How to solve Systems problems - Zilog's MCZ family
A rare advert from Zilog for its MCZ range of micros - everything from an entry-level floppy-disk-based model up to the MCZ 1/35 rack-mount machine with 10MB storage. The entry-level "low cost" machine retailed at around £4,000, or in the region of £21,800 in 2019.
It was yet another Z80 micro, which was fair enough as Zilog was the manufacture of that chip, which was originally released in 1976 as a binary-compatible replacement for Intel's 8080. This meant most significantly that dominant business operating-system-of-choice of the day - CP/M - would work without alteration, making Z80-based machines popuplar in the small-business world.

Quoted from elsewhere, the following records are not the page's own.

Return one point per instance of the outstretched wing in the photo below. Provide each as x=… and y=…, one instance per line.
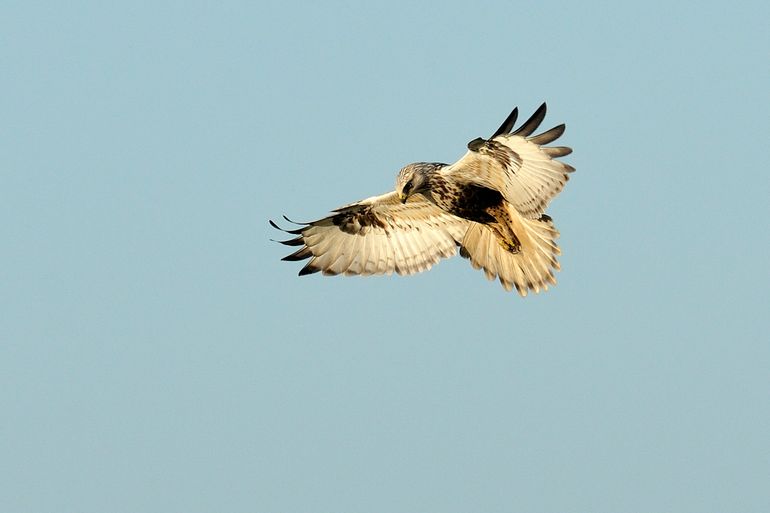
x=378, y=235
x=517, y=164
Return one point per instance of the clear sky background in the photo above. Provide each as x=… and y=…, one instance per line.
x=156, y=355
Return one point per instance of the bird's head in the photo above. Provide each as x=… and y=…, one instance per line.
x=412, y=179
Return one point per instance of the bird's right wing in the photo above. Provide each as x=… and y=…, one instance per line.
x=378, y=235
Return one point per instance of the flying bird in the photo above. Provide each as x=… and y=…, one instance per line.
x=491, y=204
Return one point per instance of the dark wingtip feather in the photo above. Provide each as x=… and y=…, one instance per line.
x=533, y=122
x=507, y=125
x=308, y=269
x=298, y=231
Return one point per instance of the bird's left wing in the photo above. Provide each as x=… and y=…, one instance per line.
x=378, y=235
x=517, y=163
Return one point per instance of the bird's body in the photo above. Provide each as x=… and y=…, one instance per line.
x=490, y=203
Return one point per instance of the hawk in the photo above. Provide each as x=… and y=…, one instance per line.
x=491, y=204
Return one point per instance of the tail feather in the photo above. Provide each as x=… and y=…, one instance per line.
x=531, y=269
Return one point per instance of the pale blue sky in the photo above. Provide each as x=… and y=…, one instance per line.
x=156, y=355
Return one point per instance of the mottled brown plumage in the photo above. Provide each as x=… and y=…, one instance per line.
x=490, y=203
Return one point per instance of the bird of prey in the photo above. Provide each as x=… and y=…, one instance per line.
x=491, y=204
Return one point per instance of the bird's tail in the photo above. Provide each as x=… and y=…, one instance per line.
x=531, y=268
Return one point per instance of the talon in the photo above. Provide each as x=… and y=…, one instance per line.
x=509, y=246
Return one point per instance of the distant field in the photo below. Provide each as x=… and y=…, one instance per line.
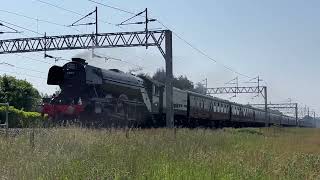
x=73, y=153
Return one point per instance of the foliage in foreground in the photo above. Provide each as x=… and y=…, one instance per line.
x=19, y=93
x=20, y=118
x=161, y=154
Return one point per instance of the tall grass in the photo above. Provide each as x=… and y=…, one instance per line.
x=75, y=153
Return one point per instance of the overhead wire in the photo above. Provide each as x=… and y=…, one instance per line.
x=40, y=20
x=179, y=37
x=27, y=29
x=70, y=11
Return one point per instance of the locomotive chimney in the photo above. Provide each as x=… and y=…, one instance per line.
x=79, y=60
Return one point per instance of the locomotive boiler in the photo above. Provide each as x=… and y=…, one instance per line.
x=100, y=97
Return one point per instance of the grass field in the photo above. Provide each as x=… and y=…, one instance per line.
x=74, y=153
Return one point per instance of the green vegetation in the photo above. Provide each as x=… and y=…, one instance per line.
x=19, y=93
x=74, y=153
x=20, y=118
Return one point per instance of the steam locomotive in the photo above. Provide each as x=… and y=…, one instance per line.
x=100, y=97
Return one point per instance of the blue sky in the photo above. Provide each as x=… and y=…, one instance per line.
x=277, y=40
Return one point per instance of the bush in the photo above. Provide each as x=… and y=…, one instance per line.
x=21, y=119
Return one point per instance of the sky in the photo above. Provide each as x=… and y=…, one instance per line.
x=276, y=40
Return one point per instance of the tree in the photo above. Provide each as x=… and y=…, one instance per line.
x=182, y=82
x=19, y=93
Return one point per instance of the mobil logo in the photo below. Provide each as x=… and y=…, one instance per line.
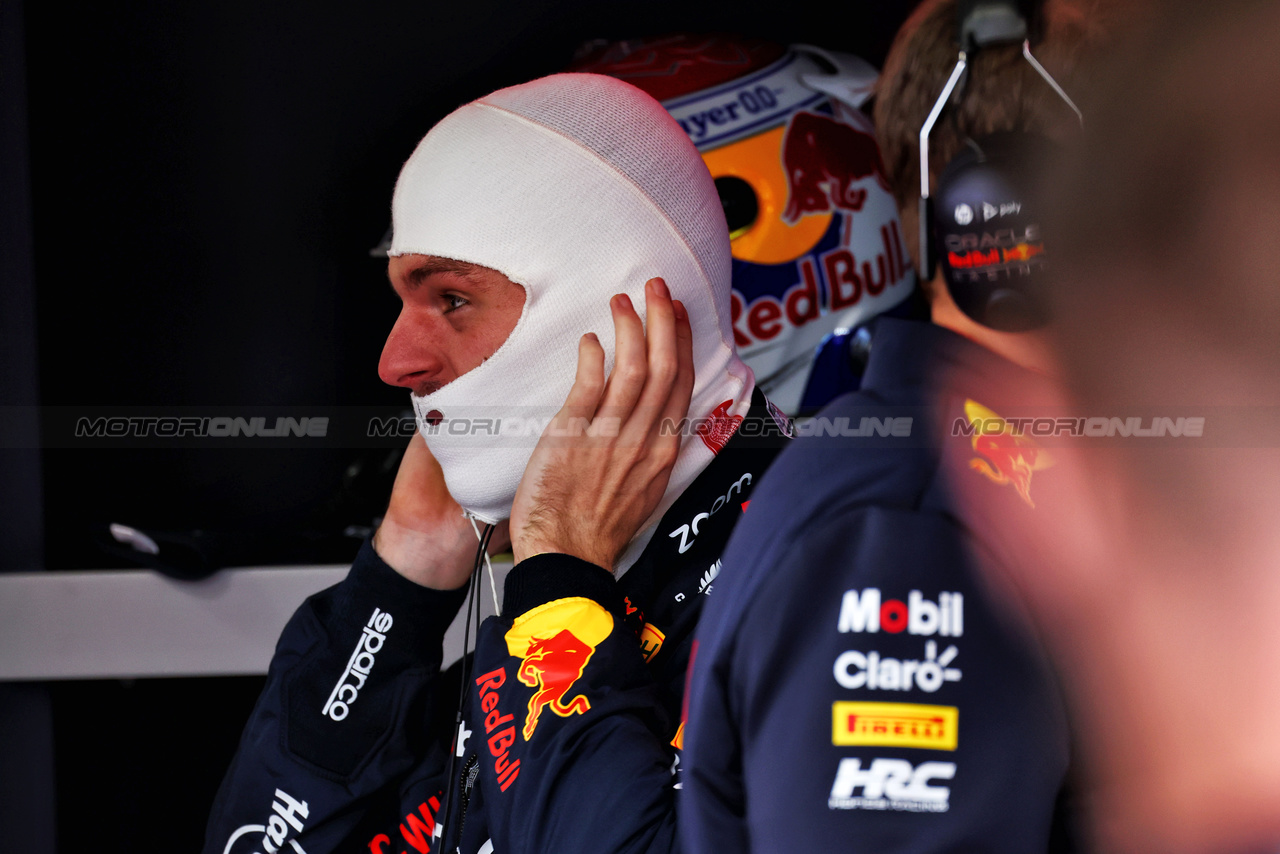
x=868, y=610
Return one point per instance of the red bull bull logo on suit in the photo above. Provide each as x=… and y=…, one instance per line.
x=1005, y=455
x=554, y=643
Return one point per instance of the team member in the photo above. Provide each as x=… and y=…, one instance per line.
x=513, y=222
x=856, y=688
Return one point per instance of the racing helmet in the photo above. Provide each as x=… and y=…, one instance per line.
x=814, y=232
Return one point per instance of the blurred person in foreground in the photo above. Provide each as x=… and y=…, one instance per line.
x=1160, y=589
x=858, y=685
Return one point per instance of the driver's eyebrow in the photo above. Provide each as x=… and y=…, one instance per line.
x=433, y=266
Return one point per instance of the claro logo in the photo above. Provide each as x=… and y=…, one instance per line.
x=352, y=680
x=686, y=540
x=864, y=611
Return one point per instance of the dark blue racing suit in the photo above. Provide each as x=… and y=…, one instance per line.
x=856, y=686
x=571, y=735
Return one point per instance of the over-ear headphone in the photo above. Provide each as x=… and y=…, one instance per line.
x=982, y=222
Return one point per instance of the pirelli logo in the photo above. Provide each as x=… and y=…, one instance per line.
x=895, y=725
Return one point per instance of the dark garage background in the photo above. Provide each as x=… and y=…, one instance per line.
x=190, y=195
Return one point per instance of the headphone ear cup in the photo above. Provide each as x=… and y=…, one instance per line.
x=986, y=219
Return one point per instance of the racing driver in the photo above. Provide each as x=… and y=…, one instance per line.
x=513, y=222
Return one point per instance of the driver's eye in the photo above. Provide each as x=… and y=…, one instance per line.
x=740, y=204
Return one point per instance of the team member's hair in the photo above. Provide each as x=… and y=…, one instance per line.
x=1002, y=91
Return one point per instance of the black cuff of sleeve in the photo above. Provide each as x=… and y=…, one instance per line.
x=545, y=578
x=371, y=583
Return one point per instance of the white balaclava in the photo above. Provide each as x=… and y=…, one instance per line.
x=575, y=187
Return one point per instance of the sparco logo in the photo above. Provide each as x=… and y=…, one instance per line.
x=918, y=616
x=891, y=784
x=684, y=531
x=352, y=680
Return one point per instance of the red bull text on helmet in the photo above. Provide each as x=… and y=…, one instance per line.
x=816, y=238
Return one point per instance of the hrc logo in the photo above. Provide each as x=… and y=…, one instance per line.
x=897, y=725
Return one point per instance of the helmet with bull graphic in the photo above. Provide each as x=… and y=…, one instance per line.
x=814, y=231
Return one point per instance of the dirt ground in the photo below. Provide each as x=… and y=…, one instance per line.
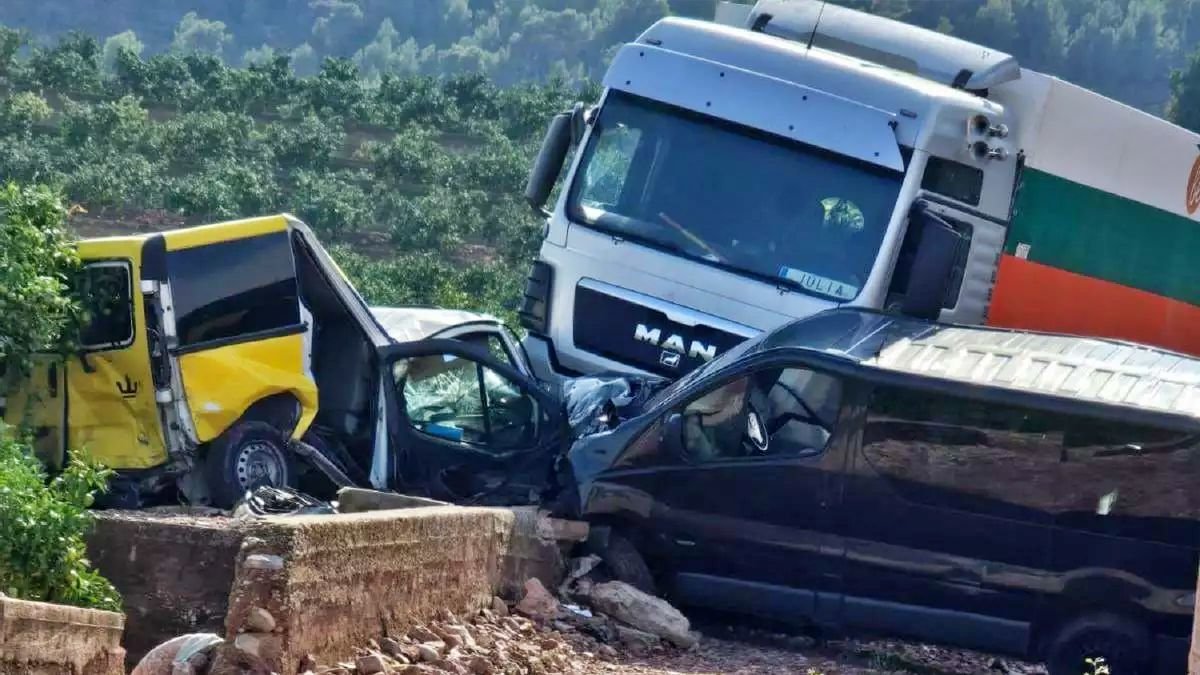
x=754, y=656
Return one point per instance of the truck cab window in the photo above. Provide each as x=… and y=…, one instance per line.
x=457, y=399
x=234, y=288
x=106, y=292
x=769, y=412
x=681, y=181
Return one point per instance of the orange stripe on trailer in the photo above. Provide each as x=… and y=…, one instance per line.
x=1036, y=297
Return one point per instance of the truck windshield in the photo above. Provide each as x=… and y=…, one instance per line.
x=733, y=197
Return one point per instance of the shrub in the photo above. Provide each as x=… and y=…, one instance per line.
x=42, y=527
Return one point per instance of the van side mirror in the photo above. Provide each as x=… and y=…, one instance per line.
x=546, y=167
x=933, y=264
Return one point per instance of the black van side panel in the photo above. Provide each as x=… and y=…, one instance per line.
x=1020, y=514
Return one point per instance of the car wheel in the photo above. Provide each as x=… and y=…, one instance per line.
x=1122, y=644
x=247, y=455
x=628, y=565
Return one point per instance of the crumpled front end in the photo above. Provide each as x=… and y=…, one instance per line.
x=599, y=402
x=601, y=412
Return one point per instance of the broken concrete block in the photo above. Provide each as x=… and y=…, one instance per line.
x=161, y=659
x=499, y=607
x=429, y=652
x=538, y=602
x=563, y=530
x=371, y=664
x=642, y=611
x=258, y=620
x=265, y=562
x=635, y=639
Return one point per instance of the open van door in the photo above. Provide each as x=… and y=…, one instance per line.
x=468, y=428
x=37, y=401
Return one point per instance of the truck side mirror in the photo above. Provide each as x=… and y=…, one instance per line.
x=550, y=160
x=933, y=264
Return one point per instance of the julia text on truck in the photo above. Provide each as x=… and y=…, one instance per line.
x=732, y=178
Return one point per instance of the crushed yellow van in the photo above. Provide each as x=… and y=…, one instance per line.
x=208, y=356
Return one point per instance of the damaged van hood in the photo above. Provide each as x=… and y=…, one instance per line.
x=600, y=402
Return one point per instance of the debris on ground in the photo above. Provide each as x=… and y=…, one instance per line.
x=642, y=613
x=267, y=501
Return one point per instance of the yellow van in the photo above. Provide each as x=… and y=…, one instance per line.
x=209, y=353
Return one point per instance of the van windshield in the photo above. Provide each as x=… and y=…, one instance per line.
x=733, y=197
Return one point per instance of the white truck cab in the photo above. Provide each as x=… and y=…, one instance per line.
x=735, y=178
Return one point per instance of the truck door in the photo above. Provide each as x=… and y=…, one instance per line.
x=469, y=428
x=111, y=410
x=749, y=512
x=948, y=518
x=37, y=400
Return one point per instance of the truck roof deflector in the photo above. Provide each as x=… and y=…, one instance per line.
x=759, y=101
x=927, y=53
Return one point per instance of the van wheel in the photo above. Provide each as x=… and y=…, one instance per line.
x=247, y=455
x=627, y=565
x=1121, y=643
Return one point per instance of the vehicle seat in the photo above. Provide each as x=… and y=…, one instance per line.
x=342, y=369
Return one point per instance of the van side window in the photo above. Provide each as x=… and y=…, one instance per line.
x=233, y=288
x=106, y=292
x=1131, y=481
x=960, y=453
x=461, y=400
x=1085, y=473
x=899, y=286
x=771, y=412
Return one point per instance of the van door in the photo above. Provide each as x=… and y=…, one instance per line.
x=239, y=332
x=112, y=410
x=468, y=428
x=748, y=512
x=948, y=518
x=37, y=401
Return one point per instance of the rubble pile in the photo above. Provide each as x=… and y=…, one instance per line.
x=539, y=634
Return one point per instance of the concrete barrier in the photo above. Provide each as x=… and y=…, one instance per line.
x=53, y=639
x=329, y=583
x=174, y=572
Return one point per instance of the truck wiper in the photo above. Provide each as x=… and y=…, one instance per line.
x=693, y=238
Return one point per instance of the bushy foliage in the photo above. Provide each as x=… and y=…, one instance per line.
x=423, y=169
x=42, y=527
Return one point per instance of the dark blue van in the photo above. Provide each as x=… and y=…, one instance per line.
x=1018, y=493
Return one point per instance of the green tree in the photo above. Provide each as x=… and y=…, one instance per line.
x=1185, y=106
x=196, y=35
x=258, y=55
x=71, y=65
x=114, y=45
x=305, y=60
x=333, y=203
x=23, y=111
x=42, y=527
x=388, y=54
x=11, y=41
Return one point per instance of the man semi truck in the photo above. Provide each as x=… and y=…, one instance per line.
x=732, y=178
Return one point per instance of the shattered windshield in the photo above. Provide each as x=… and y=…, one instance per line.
x=733, y=197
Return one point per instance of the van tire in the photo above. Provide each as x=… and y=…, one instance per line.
x=627, y=563
x=246, y=455
x=1122, y=643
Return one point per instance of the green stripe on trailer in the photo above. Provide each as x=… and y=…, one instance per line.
x=1086, y=231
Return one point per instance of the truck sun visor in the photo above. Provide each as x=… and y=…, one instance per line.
x=796, y=112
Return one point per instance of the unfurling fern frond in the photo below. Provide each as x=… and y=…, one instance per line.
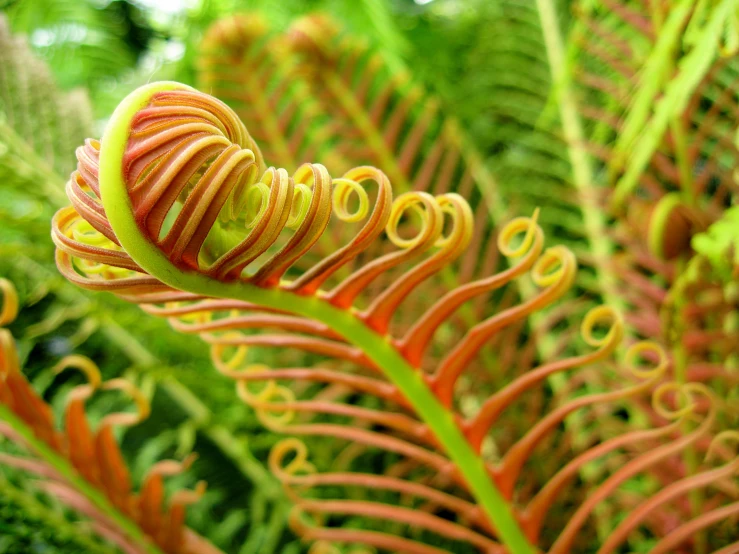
x=656, y=90
x=174, y=210
x=242, y=64
x=84, y=468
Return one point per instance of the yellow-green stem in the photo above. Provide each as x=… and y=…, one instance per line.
x=62, y=467
x=409, y=380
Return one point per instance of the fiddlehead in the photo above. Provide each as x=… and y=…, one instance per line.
x=193, y=230
x=82, y=466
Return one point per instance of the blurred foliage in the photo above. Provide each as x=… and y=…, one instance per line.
x=487, y=61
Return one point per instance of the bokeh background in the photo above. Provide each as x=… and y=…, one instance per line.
x=487, y=64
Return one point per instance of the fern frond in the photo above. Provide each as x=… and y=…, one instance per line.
x=173, y=210
x=84, y=469
x=243, y=64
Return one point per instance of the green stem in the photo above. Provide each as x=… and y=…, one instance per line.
x=232, y=447
x=62, y=467
x=408, y=379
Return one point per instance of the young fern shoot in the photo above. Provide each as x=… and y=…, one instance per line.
x=174, y=209
x=84, y=467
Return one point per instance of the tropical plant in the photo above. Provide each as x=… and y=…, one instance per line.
x=397, y=323
x=175, y=210
x=84, y=469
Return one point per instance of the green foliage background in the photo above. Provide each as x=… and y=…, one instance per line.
x=485, y=60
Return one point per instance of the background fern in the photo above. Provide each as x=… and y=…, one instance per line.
x=487, y=65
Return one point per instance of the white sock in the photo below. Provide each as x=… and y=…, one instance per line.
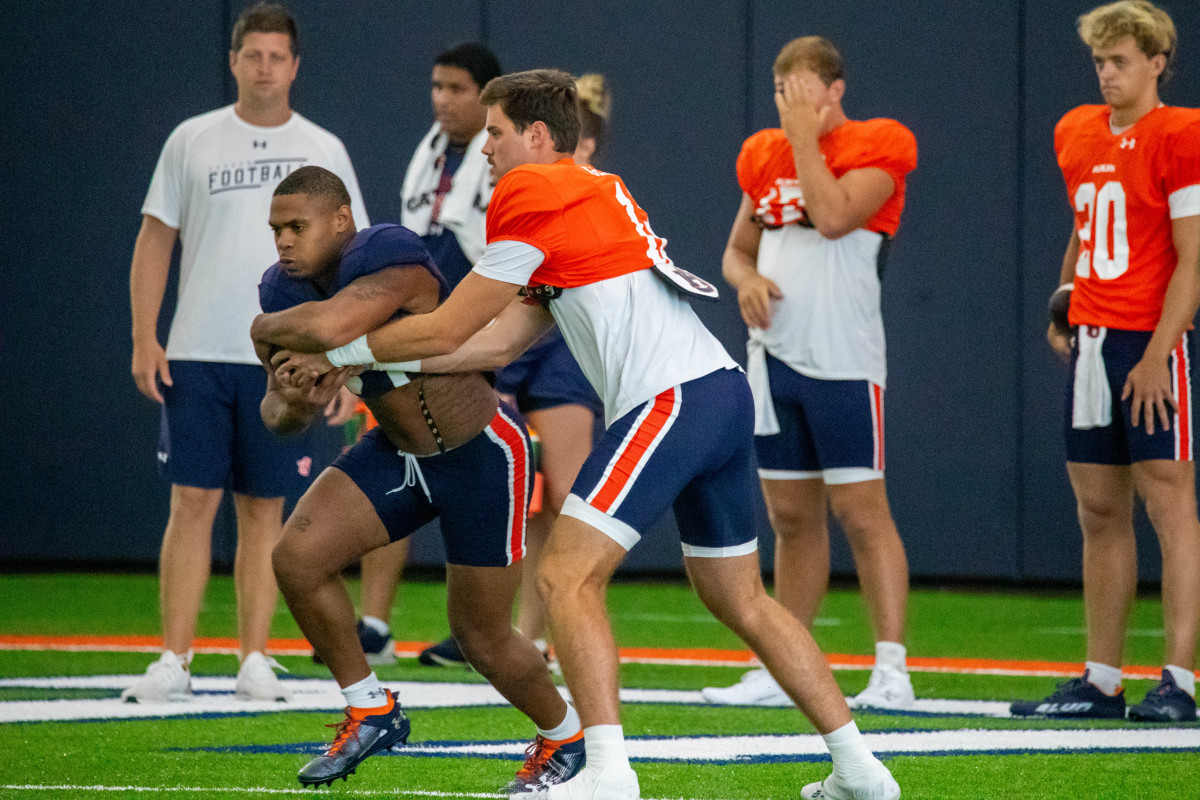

Zilog formed when three of Intel's 8080 designers left the company in 1974, making Zilog one of the "Fairchildren" - companies that derived from Fairchild Semiconductor, which itself was formed by the defection of the "traitorous eight" from Shockley Semiconductor - a group which included Robert Noyce and Gordon Moore, the founders of Intel. Backed by funds from oil behemoth Exxon, it wasn't until around 1980 that the company actually made any money, even though Zilogs's Z80 - along with MOS Technology's 6502 - accounted for much of the microcomputer market for the decade between 1975 and 1985. The name Zilog apparently derived from "Z", meaning the last word (well, letter at least), "I" meaning "integrated" and Log for Logic - hence the "last word in integrated logic"[1]. As well as that, it was unusual in that the company had its own comic-strip hero - Captain Zilog[2].